Solution 2: dynamic feature detection, just like what have done for some optional feature (such as CRC) of ARMv8.0. The feature detection happens when atomic package is imported.
Obviously, solution 1 has better performance since the variant selection happens at static compilation-time and compiler (gc) can inline the instruction into its caller. But it may result in other problems. E.g OCI (open container initiative) refers architectures and variants supported by Golang and adding more variants for arm64 may result in fragmentation on container images.

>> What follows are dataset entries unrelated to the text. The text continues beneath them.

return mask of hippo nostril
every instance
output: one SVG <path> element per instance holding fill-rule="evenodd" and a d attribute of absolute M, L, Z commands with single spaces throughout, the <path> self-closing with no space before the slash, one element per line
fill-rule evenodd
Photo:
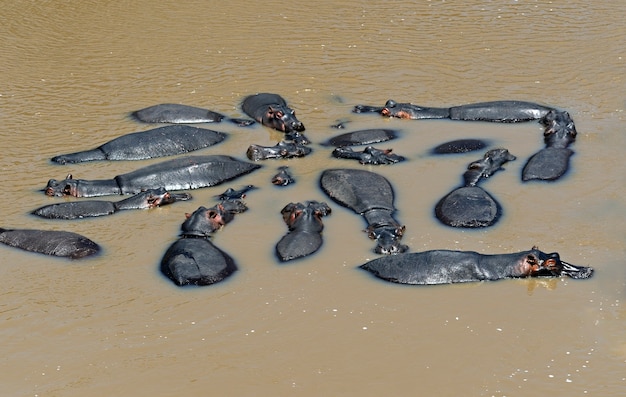
<path fill-rule="evenodd" d="M 293 122 L 291 123 L 291 128 L 293 128 L 296 131 L 304 131 L 304 124 L 302 124 L 301 122 Z"/>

Solution 2 doesn't have fragmentation problem and user just needs to build one binary for both ARMv8.0 and ARMv8.1 CPU. But it can't exploit the best performance since additional instructions (something like C function pointer) are needed to choose the right implementation at run-time and the overhead should be nontrivial. There can even be performance regression for ARMv8.0 CPU due to the additional overhead incurred by dynamic feature detection.
Any other solution to void fragmentation and achieve best performance? If no, which one is more suitable to be implemented?